On the Storm network, each city has a point of presence where the Sycamore boxes and the Riverstone routers talk to each other. Storm connects the last mile with DSL, or by teaming with a pure metro optical Ethernet player such as Yipes.
Storm chose Sycamore because it has MPLS-compatible Ethernet ports, and chose Riverstone because it was ahead of vendors such as Extreme and Juniper Networks in using Draft-Martini MPLS, Manrique said.
"Its so simple, it breaks all the rules," Manrique said. "You dont have to think about routers or about any IP addresses, except one. Once the solution is in place, your LAN manager will be able to cope with anything across the continents. Plug each location into one switch, and it looks like a single LAN."

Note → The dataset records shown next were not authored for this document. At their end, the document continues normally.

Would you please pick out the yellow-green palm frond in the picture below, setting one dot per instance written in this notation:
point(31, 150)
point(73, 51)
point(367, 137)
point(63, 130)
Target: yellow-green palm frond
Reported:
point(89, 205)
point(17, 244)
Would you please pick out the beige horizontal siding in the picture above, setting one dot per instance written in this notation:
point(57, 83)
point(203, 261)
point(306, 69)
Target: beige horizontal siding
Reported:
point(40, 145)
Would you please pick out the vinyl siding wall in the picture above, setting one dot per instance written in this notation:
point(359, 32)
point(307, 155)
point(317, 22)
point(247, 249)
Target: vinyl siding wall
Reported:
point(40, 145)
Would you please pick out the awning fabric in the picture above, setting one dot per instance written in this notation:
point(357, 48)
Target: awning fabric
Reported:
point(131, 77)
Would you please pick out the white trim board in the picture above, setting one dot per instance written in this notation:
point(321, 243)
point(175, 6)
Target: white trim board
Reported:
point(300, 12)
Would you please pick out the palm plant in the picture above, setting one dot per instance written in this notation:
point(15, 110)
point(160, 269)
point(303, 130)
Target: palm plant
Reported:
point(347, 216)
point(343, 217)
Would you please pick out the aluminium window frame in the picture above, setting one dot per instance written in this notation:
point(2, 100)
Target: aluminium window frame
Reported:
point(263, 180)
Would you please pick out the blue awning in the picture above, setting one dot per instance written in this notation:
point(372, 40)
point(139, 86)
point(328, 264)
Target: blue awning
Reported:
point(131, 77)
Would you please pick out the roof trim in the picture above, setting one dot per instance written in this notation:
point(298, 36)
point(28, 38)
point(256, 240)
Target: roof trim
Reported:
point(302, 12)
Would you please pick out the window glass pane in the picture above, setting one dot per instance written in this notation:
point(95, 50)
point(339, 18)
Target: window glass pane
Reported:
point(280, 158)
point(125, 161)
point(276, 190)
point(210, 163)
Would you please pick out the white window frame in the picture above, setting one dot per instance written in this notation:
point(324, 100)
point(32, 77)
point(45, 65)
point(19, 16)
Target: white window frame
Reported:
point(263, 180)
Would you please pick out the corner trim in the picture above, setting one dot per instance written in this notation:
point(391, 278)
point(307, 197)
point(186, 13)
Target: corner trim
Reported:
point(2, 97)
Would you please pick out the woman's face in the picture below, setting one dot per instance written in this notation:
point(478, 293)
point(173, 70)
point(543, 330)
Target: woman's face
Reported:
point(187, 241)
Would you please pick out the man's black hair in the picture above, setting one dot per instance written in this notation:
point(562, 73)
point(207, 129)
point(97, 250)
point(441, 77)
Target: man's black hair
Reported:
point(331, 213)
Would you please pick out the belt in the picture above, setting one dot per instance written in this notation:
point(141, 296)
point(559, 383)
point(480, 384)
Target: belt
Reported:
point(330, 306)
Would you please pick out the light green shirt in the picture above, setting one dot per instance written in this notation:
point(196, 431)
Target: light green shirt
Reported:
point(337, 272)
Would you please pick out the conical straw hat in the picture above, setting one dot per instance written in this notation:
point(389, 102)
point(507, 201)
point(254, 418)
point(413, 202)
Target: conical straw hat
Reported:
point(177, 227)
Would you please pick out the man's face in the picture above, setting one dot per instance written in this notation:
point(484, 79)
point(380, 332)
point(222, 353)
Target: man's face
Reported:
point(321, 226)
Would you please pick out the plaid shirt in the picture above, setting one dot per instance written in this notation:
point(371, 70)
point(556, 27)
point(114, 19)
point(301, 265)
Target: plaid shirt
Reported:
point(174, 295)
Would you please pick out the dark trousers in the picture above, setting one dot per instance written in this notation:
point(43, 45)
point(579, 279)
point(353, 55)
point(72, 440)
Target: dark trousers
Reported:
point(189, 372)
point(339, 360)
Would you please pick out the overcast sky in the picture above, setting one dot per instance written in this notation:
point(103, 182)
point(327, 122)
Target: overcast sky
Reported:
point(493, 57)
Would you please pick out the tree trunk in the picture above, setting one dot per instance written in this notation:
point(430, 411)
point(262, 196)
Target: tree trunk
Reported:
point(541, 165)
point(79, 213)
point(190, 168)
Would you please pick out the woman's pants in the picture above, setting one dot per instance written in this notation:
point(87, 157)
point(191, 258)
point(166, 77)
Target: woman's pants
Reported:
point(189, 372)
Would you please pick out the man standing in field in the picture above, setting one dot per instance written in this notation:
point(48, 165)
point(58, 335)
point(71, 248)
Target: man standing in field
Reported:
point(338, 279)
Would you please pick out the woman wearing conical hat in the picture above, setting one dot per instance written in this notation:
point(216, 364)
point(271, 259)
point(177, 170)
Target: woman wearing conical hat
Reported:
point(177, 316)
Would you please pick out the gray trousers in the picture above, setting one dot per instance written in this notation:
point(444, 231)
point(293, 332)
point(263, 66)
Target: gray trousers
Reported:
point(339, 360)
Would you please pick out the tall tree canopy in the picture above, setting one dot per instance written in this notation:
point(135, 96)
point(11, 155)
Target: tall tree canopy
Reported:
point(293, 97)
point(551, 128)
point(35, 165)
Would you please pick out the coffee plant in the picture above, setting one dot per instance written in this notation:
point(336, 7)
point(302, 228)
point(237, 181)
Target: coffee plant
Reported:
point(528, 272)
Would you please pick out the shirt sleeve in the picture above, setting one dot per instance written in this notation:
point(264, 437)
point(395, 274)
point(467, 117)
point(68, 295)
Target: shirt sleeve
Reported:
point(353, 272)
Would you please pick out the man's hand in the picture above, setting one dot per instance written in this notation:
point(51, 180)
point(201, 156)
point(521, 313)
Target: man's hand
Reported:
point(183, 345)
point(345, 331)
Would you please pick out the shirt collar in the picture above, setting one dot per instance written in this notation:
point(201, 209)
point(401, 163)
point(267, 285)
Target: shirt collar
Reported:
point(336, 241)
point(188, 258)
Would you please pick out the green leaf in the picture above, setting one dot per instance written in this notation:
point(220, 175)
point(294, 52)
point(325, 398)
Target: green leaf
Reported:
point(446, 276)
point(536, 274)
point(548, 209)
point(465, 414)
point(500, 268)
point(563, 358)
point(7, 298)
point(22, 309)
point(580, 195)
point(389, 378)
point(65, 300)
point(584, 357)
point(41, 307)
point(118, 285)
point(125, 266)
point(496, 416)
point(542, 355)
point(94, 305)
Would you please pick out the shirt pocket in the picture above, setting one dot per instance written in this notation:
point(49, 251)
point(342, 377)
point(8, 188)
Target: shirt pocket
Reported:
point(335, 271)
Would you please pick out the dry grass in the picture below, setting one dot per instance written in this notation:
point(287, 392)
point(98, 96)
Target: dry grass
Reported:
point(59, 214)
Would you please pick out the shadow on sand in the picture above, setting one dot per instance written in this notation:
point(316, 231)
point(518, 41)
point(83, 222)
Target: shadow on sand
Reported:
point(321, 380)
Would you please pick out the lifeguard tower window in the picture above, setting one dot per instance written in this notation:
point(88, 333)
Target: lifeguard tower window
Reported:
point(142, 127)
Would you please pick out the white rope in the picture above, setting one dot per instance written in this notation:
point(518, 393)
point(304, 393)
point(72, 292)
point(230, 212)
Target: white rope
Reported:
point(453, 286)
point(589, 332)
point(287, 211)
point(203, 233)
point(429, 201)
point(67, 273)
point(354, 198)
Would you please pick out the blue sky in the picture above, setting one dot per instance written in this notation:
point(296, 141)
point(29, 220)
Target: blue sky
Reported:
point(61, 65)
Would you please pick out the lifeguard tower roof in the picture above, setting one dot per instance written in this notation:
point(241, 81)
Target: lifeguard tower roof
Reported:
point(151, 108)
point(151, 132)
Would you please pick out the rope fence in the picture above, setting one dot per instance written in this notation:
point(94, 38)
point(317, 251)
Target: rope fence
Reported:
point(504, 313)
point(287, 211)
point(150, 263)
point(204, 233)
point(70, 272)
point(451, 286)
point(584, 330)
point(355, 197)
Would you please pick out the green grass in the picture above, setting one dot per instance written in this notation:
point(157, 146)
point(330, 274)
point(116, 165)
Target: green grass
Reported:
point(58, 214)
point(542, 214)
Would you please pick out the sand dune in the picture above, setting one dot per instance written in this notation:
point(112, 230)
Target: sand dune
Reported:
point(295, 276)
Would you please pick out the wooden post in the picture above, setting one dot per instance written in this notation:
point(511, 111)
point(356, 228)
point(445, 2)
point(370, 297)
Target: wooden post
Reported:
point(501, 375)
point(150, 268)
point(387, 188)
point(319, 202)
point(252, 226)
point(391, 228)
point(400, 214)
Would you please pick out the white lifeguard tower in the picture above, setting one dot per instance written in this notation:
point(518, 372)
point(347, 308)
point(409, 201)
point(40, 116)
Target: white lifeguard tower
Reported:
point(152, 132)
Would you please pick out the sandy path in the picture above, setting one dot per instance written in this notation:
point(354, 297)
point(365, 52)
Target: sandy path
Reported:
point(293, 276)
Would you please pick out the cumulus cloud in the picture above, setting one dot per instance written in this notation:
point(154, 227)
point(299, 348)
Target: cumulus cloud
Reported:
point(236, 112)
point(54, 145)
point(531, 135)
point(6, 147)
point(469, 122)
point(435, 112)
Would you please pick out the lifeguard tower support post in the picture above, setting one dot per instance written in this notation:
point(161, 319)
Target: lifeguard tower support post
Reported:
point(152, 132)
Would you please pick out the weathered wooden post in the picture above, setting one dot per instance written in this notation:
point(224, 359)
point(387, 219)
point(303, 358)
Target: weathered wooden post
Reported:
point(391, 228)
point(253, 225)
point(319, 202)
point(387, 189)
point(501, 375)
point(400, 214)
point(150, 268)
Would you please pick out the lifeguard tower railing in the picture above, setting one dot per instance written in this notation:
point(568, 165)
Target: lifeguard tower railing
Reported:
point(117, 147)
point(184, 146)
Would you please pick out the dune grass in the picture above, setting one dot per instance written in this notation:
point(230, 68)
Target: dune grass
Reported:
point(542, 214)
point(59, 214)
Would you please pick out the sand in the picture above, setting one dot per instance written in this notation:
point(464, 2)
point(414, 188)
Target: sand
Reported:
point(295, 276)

Storm should get good mileage from its wide area Ethernet network in Europe, because it is competing against carriers that have a very heavy debt burden from buying next-generation wireless licenses, said David Gross, senior analyst at Communication Industry Researchers.
Eventually, networks such as the one stitched together by Storm will carry both data and voice, but analysts are split on how long early entrants will have wide area Ethernet to themselves.
Riverstone has a reliable router, but it will have a hard time winning over the regional Bells, which assume routers arent robust enough for their needs, Gross said. "The more traditional carriers are going to be a real challenge."
The incumbent carriers are beginning to show interest, but so far they "are moving at typical [regional Bell] pace," Riverstones Garrison said. "We expect to hear next year how they see this happening."